Anybody have any tips on cleaning out the combustion chamber by hand not bead blasting etc.. wife won't do it..
oven cleaner, works great
Try http://www.aircooledtech.com/tools-on-the-cheap/soda_blaster/. Then hose down the patio. . .
You can try this stuff, it works great:
http://www.orisonmarketing.com/cleaners/piston/carbon.html
If you ever want to do it with the car together, Mopar combustion chamber cleaner is the best stuff iv'e ever used. Run it down the throttle body, turn the engine over but don't start it. Put some more in it and wait 15 minutes. Then start it and watch it smoke out your neighbors ! If it smokes very little, then you know it was clean to begin with.
"Oven cleaner"? Are you nuts? Toxic, nasty smelling, eats aluminum. The Cap'n
There was a consensus on the MCML several years ago about using distilled water down the carb. About half a bottle slowly, then pour the rest in, stalling the engine, at least if I remember right. Give it 10 minutes and then fire it up and run it. Long drive afterward was recommended to ensure that the oil was dry.
There was concern about hydrolock which those that did it never seemed to encounter. I'd think there might be issues with cracking things too, though that never came up at the time. Maybe it was recommended to do on the first start near immediately? Would have to pull my archives out.
Not sure I'd try it on the 914, even excluding the FI predicament.
-
Soak it in a liquid and wirebrush it?
I have a 63 j200 gladiator with a 350 chev in it and it has flattop pistons. It was built in 1980 and the only way I could run pump gas was to use water injection. It was a kit from holley. It worked like a windshield washer tank with a jet mounted over the middle of the carb on the stud for the aircleaner. It used a vaccum sensor to since low vavvum and would squirt water when you opened the carb up. When I took it apart it was spotless. The only thing is the oil needs to be about 200 degrees to burn the water off so I had to put a 200 degree thermostat in it. I used distilled water in it and kept a gallon jug in the bed to fill it up every second fillup.
That orison stuff might be a good cleaner for a parts washer and it might work on the tops of the pistons with the heads off but you won't get the ring grooves clean without taking the cylinders off.
Well I used the "easy off" about 3 - 20 minute lite treatments and bam!! clean as a whistle did not appear to eat the pistons at all .. even got a bit of overspray on my new oil coooler (also aluminum) and did not see that right away and it did not eat anything or leave anything like a spray pattern.. then again i used a wet sponge scrubby and clean and dried between treatment and then really cleaned and dried with a touch of brake cleaner the piston tops.. never sprayed directly into the cylinder walls and kept each piston i was cleaning at tdc.. Just thought i would put in the results for the next 914 chef..
for the disassembled motor, use the yellow can of easy off oven cleaner.
Only leave it on for 20 minutes then wipe it all down.
It takes several rinse repeat cycles to get it all, but it works.
Do it outside...it stinks.
If you end up with blackened areas, use straight borax (available in the laundry detergent isle) to neutralise the easy off Lye.
It will clean up the pistons again to aluminum.
RIch
I wonder if the borax will make a vw tranny or case new looking again? I'm pretty sure that is not possible but it would be nice if it would work. Even suby stuff gets corroded pretty bad.
After reading this thread a few days ago I've been thinking about the water injection cleaning- I get why it would work so well with a carbed motor, but what about one with FI? How would you even get a good delivery of water with FI?
My teener was set up for carbs when I bought it, so I don't know what an FI set up looks like on a teener.

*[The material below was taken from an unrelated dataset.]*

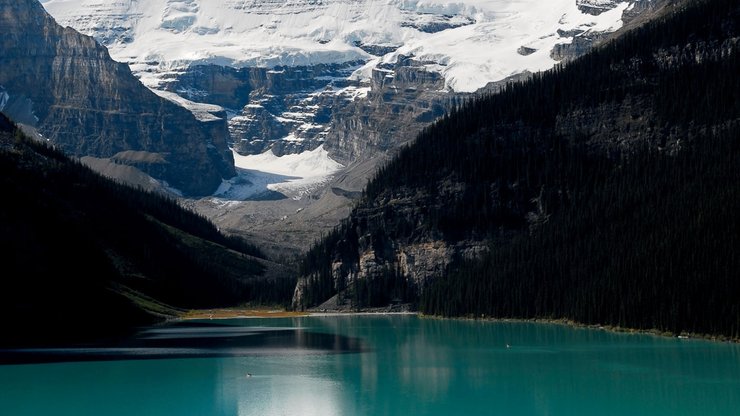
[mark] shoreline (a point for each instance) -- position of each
(257, 313)
(610, 328)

But depending on the set up, the best I can figure is that you would just have to use a spray bottle of water, behind the air filter, but even then I don't see the water making into the combustion chamber to have any good cleaning effect because you wouldn't get enough water running thru the engine at one time.
Plus I can only imagine what kind of havoc even distilled water could do to injectors and other sensors involved in with FI.
Any thoughts about how this might be possible w/ FI?
I'm just guessing... but I don't think it would work.
Works great on a Beetle or carbed engine with a top air intake and I 've done it many times. No great cloud of smoke pours out off the tailpipe so don't be dissapointed. I too have my doubts with pouring water into a sidedraft fuel injection manifold.
I've been toying with setting up a fine spray of water spaying into into the intake manifold with the throttle plate open. Windshield washer sprayer???.